Richard Fontana fontana at sharpeleven.org
Tue Sep 8 15:23:03 UTC 2015


My comment wasn't about license compatibility. Rather:

Clearly OSET favored some kind of copyleft license, and you've made a
few comments about the GPL that seem to imply (possibly reinforced by
the comments of the CAVO folks, unless this was in response to those
comments) that in this open source voting systems space there is a
background community preference for the GPL, maybe even specifically
GPLv3.

A main justification for having this alteration of MPL 2.0 seems to be
that the GPL license family would be inappropriate because it would
cause problems, possibly even contractually insurmountable ones, in
procurement.
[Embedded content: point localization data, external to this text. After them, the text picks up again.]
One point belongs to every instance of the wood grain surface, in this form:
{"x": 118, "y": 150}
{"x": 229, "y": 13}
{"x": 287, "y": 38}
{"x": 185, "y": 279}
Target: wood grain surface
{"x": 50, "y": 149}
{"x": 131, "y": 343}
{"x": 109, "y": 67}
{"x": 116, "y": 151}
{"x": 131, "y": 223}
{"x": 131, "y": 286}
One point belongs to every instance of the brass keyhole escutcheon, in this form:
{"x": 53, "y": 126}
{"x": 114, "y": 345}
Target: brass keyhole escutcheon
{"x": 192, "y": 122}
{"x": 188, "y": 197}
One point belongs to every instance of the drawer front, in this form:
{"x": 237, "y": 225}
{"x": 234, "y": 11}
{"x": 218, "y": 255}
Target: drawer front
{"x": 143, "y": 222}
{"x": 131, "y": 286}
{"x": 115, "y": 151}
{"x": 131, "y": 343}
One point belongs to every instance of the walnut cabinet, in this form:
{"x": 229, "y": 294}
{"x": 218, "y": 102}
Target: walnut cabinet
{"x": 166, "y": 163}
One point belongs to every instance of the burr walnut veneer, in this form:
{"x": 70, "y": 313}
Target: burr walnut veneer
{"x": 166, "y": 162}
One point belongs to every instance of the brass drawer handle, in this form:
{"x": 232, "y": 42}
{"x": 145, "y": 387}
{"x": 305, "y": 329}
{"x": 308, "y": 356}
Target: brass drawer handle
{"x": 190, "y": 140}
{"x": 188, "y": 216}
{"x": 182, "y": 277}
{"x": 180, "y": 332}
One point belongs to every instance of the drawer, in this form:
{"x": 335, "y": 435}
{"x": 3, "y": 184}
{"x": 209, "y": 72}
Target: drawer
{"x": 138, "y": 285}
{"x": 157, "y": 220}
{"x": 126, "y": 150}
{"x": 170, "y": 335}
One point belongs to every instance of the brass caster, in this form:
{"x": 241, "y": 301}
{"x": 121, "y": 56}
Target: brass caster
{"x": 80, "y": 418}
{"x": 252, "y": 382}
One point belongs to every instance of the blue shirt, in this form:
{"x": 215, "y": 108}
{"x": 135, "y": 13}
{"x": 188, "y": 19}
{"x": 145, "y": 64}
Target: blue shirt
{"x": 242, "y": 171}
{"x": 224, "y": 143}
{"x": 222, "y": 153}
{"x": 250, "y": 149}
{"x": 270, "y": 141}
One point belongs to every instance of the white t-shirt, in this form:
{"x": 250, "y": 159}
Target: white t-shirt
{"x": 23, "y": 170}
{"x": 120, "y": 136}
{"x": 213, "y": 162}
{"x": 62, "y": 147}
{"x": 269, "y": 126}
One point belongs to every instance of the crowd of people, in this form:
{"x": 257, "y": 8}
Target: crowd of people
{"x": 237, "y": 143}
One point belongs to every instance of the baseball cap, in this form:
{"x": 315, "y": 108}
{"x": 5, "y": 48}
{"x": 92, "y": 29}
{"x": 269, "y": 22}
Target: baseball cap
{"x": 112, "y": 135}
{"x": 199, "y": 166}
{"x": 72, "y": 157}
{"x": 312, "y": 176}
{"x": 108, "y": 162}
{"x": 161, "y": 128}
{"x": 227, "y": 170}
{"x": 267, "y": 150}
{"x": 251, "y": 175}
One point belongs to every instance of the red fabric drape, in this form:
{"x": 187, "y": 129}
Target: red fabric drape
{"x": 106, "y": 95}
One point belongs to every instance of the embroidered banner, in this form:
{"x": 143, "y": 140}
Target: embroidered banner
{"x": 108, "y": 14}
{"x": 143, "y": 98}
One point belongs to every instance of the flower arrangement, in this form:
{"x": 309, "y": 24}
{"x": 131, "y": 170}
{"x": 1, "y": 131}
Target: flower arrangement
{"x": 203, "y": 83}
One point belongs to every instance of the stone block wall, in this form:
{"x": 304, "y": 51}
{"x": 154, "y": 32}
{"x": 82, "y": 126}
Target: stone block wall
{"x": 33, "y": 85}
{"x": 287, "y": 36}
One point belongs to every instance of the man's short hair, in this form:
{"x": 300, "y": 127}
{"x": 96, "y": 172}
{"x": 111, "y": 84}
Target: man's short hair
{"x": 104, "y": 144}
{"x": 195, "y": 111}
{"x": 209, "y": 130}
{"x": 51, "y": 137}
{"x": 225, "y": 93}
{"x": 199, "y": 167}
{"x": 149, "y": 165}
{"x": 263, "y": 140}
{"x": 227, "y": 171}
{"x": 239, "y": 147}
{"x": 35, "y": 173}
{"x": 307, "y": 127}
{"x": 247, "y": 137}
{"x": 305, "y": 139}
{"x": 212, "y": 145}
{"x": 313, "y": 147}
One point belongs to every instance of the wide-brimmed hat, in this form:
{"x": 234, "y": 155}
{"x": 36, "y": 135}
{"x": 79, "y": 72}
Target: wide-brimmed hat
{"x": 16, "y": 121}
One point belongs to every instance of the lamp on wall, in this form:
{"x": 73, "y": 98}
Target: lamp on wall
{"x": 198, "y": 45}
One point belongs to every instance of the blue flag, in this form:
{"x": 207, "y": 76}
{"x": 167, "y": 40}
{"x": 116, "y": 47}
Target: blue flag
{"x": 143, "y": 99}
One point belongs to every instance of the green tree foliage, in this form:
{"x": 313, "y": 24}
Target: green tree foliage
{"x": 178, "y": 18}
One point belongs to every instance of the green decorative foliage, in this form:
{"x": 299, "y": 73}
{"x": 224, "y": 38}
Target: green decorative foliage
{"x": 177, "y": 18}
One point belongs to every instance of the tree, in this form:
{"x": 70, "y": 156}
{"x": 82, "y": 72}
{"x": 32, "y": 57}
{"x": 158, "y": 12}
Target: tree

So my point is that this seems to assume that the
products being offered for procurement contain no GPL-licensed code,
and perhaps only contain OSET-PL plus code under noncopyleft licenses.
If they do contain GPL-licensed code -- for example, let's say a
software stack that includes the Linux kernel -- you've eliminated any
benefit you otherwise might have gotten from the novel features of
this license. (Similarly, if your stack includes any MPL 2.0 code, you
are stuck with the limitations of MPL 2.0 relative to the changed
features in OSET-PL.) One or more of the people from CAVO seemed to be
making a similar point.

Thanks for the clarification about why MPL 2.0's 'Executable Forms'
provision is not sufficient for OSET's needs.

Richard



On Mon, Sep 07, 2015 at 05:34:06PM +0000, Meeker, Heather J. wrote:
> Re: Aren't you assuming that such an open source technology system will not contain any
> GPL-licensed software....
> 
> No, we are not at the point of making such assumptions.  We don't expect to limit this license to only one software package, so there are many possible configurations of software and attendant licenses.   If this is a licensing compatibility concern, the OSET license is no less compatible with other licenses that most copyleft licenses already approved, and more so than some approved licenses.  If this is a question of whether election procurement managers are likely to accept our license, then that is a different question.  (Please see my prior post on this point.)  
> 
> Re: One other question: MPL 2.0 allows using different terms for
> 'Executable .....
> 
> So does OSET (we use the same provision as MPL2 2.0), but we are assuming that provisioning election systems will include delivery of source code -- or at least, that we need to allow for that possibility. 
> 
> -----Original Message-----
> From: License-review [mailto:license-review-bounces at opensource.org] On Behalf Of Richard Fontana
> Sent: Sunday, September 06, 2015 11:03 AM
> To: License submissions for OSI review
> Subject: Re: [License-review] Submission of OSET Public License for Approval
> 
> On Tue, Sep 01, 2015 at 10:18:59PM +0000, Meeker, Heather J. wrote:
> > Our stakeholder community—elections administrators and officials—are very
> > receptive to acquiring open source software-based election and voting systems
> > provided the software (and related support and services) can be legally
> > acquired through their procurement process.  A primary ingredient of their
> > procurement process is terms and conditions of software licensing that meet
> > their regulatory requirements.
> > 
> > While governments already often acquire open source technology on an ad hoc
> > basis under existing licenses, they face more, and different, hurdles acquiring
> > open source election systems.  Open source software that is merely part of a
> > larger IT system is usually covered by two documents—the open source license,
> > and an overarching (and often superseding) procurement agreement that fits with
> > the applicable regulations.  Where an agency is acquiring an entire open source
> > technology system—especially technology to be used in public elections and
> > subject to competitive bidding—procurement regulations need to be handled
> > properly within the four corners of the open source license.  
> 
> I'm trying to understand this particular point. Aren't you assuming
> that such an open source technology system will not contain any
> GPL-licensed software, perhaps not any copyleft software (perhaps not
> any software under any other open source license -- in other words are
> you assuming that the 'technology system' will consist solely of
> software under the OSET-PL)? Because otherwise you have a
> mixed-license product where only some portion of the product is
> licensed in such a way as to meet your goals.
> 
> One other question: MPL 2.0 allows using different terms for
> 'Executable Forms', so presumably you could meet your objectives here
> by way of an appopriate non-open-source license for the Excecutable
> Form. Why is MPL 2.0 not suitable - is it because you expect to be
> distributing 'Source Code' (as defined in OSET-PL/MPL 2.0) in a
> procurement context, or is it because of some desire to be able to
> claim that the license used in the procurement context is open source?